Do you know about traceback()?

Don't worry if the answer to all three questions is a shrug - many users
are like that, but it really is a fundamental tool for errors like this and
I recommend it to all.

traceback() would have told you that the error is not in princomp() but in
eigen(), the workhorse that princomp() uses.  That has to be a clue.  Have
you looked at the code for eigen()?

Bill Venables.
-.-.-.-.-.-.-.-.-.-.-.-.-.-.-.-.-.-.-.-.-.-.-.-.-.-.-.-.-.-.-.-.-.-.-.-.-.-.-.-
r-help mailing list -- Read http://www.ci.tuwien.ac.at/~hornik/R/R-FAQ.html
Send "info", "help", or "[un]subscribe"
(in the "body", not the subject !)  To: r-help-request at stat.math.ethz.ch
_._._._._._._._._._._._._._._._._._._._._._._._._._._._._._._._._._._._._._._._
#
On Sun, 21 May 2000, Bill Venables wrote:

            
No.
[1] "eigen(cv)"                  "princomp(prin.df, cor = T)"
Not till Douglas Bates mentioned it.
Used it in Splus, but Splus helpfully reminds you about it. Never realised
it was in R, never thought of using it. I will from now on, though. I
really would like to learn this stuff.
Yup. I'm guessing the relevant part is 

if (symmetric) {
        if (complex.x) {
            xr <- Re(x)
            xi <- Im(x)
            z <- .Fortran("ch", n, n, xr, xi, values = dbl.n, 
                !only.values, vectors = xr, ivectors = xi, dbl.n, 
                dbl.n, double(2 * n), ierr = integer(1), PACKAGE = "base")
            if (z$ierr) 
                stop(paste("ch returned code ", z$ierr, " in eigen"))
            if (!only.values) 
                z$vectors <- matrix(complex(re = z$vectors, im =
z$ivectors), 
                  nc = n)
        }

But this does not enlighten me. It seems to involve a call to some Fortran
code, and I don't know Fortran.  And I am still freaked that it worked in
Splus and not in R (same data set, same code).
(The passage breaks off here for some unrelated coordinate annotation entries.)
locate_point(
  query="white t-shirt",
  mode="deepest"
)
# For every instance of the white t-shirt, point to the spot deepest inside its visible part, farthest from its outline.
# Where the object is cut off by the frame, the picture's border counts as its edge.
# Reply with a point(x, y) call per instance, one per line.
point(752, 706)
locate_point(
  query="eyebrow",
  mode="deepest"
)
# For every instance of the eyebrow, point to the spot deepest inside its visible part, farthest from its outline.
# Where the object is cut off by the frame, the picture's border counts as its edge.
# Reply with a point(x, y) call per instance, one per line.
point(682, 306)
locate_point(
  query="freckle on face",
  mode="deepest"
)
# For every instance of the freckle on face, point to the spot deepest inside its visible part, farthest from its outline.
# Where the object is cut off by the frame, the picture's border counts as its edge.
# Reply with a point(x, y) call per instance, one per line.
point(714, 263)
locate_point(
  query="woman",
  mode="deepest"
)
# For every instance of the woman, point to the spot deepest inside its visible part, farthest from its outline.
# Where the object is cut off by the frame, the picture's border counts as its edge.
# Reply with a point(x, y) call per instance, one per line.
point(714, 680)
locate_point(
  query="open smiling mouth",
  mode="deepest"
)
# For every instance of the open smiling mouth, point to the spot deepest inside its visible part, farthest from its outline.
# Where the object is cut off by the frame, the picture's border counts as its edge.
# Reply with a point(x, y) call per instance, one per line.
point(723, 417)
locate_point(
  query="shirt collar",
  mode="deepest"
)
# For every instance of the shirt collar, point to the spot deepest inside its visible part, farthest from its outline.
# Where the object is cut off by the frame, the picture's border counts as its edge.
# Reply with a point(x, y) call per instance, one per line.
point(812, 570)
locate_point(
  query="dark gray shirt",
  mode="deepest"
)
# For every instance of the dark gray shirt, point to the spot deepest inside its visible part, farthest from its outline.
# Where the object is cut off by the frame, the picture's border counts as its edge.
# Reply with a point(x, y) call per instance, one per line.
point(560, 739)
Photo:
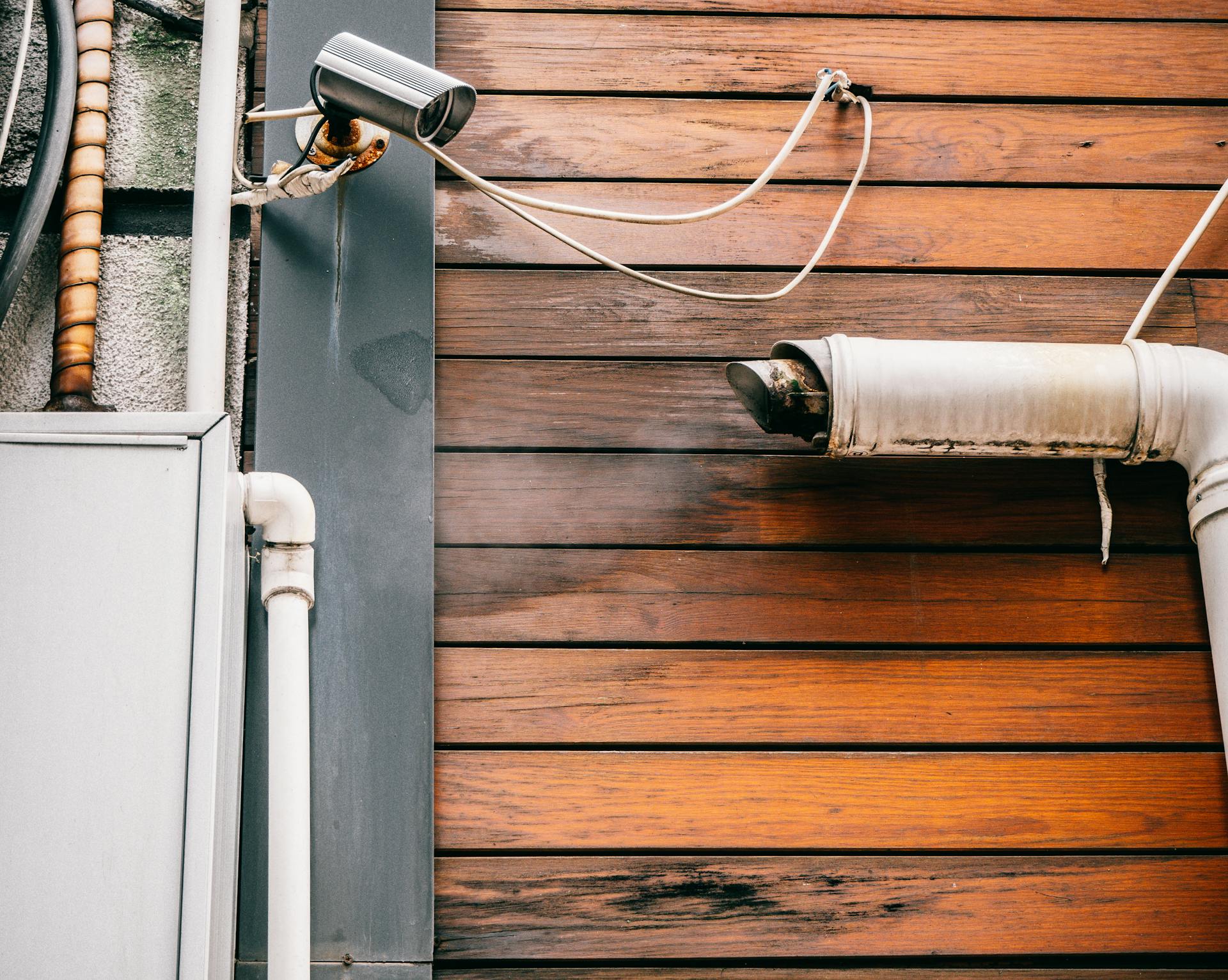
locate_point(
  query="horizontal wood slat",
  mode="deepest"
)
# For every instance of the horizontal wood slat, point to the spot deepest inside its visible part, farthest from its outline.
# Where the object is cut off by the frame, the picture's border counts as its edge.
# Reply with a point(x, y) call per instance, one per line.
point(671, 139)
point(599, 313)
point(1119, 9)
point(828, 801)
point(956, 228)
point(581, 908)
point(845, 697)
point(1211, 306)
point(496, 595)
point(607, 404)
point(654, 53)
point(612, 499)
Could someone speculate on possible reasons? I have given up hope of
running this successfully on R (even if I figure out what it wrong,
princomp for a data set this large requires an unholy amount of memory,
probably more than I have available) but I am curious what it causing it
to go kerblooey. I tried princomp with small data sets and it works fine.

                                          Faheem.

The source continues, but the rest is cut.